Ma c’erano anche due cose che non funzionavano nel modello: il tradimento possibile di un membro della famiglia stessa e l’uso incauto del telefono. Gli infami si cercava di ucciderli prima che testimoniassero, ma il telefono (ovvero la parola che ti può fare impiccare) era una croce quotidiana, a partire da quelli a gettone all’angolo della strada. Un tallone d’Achille, che la polizia peraltro poteva utilizzare a costi veramente bassi: una chiavetta e degli impiegati che ascoltano, esperti di dialetto. Poi vennero le microspie e con loro le bonifiche elettroniche, l’infiltrato con il microfono incerottato sulla pelle, le cimici sempre più piccole, le microcamere grandi come un bottoncino, le Sim che conservano ogni bava di memoria e i siciliani in America vennero ridotti all’angolo persino nello smaltimento di rifiuti nel New Jersey, che era il loro feudo.

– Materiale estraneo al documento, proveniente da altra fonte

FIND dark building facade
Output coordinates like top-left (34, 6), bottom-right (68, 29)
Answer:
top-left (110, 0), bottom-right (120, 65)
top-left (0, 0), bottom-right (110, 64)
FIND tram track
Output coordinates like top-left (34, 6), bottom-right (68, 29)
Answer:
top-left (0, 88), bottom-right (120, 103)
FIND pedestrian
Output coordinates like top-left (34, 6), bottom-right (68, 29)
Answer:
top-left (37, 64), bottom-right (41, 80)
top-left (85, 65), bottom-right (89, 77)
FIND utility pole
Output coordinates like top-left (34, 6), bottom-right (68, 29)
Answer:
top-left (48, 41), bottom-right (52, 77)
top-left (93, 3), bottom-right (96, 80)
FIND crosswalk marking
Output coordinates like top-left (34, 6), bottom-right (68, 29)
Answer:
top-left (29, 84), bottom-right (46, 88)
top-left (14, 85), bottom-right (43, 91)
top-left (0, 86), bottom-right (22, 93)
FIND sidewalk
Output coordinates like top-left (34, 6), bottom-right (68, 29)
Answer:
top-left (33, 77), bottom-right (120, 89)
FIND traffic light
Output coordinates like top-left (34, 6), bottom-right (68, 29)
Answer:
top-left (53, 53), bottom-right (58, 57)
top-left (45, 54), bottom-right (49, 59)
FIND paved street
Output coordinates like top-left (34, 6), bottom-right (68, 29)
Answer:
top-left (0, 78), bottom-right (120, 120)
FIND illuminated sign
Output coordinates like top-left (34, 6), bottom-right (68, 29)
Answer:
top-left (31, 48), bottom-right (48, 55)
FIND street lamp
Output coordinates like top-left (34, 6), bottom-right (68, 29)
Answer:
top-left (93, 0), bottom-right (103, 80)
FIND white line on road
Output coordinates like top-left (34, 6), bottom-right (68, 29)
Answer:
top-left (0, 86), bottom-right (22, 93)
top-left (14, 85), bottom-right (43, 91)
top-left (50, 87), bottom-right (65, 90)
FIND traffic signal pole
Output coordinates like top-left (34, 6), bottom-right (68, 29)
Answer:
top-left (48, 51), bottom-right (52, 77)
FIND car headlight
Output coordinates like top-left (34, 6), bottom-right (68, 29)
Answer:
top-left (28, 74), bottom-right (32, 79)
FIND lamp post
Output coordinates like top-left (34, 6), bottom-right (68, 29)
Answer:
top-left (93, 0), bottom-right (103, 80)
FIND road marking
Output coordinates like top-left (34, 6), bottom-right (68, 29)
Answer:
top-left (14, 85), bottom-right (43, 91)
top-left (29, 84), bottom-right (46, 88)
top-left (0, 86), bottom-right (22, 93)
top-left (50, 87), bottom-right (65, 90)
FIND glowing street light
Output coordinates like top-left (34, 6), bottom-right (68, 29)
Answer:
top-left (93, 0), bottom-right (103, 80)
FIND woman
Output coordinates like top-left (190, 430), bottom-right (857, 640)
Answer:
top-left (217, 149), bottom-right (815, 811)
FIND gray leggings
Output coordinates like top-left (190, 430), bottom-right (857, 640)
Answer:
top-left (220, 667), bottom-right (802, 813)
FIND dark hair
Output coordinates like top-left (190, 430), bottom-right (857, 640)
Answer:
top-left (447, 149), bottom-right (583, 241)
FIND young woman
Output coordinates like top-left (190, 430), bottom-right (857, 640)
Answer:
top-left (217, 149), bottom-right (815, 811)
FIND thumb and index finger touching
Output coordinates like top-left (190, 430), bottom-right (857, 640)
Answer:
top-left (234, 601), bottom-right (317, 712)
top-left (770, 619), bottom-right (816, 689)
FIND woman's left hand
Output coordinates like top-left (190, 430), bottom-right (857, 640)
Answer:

A diciotto anni dall’uccisione di Falcone e Borsellino, senza neanche troppi eufemismi, i magistrati ci dicono che le cose non andarono come noi pensavamo. In pratica, ci spiegano che gli uccisori furono solo la manovalanza che agì per conto di altri. Ed è una storia fatta di pentiti e di intercettazioni e - specificità italiana - di ricatti, di mezze parole, di carte che ricompaiono dopo vent’anni, di trattative che chissà se sono andate a buon fine o se fallirono fin dall’inizio.

Viviamo non tanto senza sapere dove andremo, ma piuttosto da dove veniamo. Il governo fa quello che fanno i gendarmi di fronte alla folla di curiosi che si presenta sulla scena di un delitto: "Via, via, circolare, non c’è niente da vedere", poi mettono le transenne e chiamano rinforzi. Il presidente del Consiglio non va alle commemorazioni di Falcone, se ne guarda bene: il tema, d’altra parte, non gli è mai interessato. Altri membri del governo lodano l’integrità del magistrato ucciso. Lui si che era bravo e rispettoso. Ah già, è morto.

Tra pochi giorni in parlamento metteranno in votazione il bavaglio. Non si ascolta la gente per bene per telefono, non si deve violare la privacy, anche se si tratta di un mafioso; che poi non si sa se è un mafioso o non per caso un’ottima persona (anzi, può darsi che sia le due cose insieme). Non si deve scrivere niente di processi in corso, se no galera e multe da portare al fallimento i giornali. Non si possono intercettare i politici. Si possono intercettare i preti solo col premesso scritto del vescovo. Se si sente qualcosa di sconveniente, bisogna distruggere subito tutto. La televisione non deve parlare di mafia, perché facciamo brutta figura all’estero. Gli scrittori sono invitati a occuparsi d’altro. Dice Berlusconi: per me Vittorio Mangano è un eroe, perché non ha parlato e i magistrati lo torturavano perché parlasse e mi mettesse nei guai. E va bene, sia lode all’eroe. Ma, sorge un dubbio: che cosa avrebbe dovuto dire, sotto tortura, il vecchio stalliere?

Un caso è molto citato dai sostenitori del bavaglio e della privacy: quello del finanziere Stefano Ricucci che al telefono diceva "ma che me frega, io stasera mi faccio Anna Falchi" e la cui esternazione telefonica venne pubblicata dai giornali. Terribile. Chissà che trauma. Ma non era scritto su tutti i rotocalchi che stavano insieme?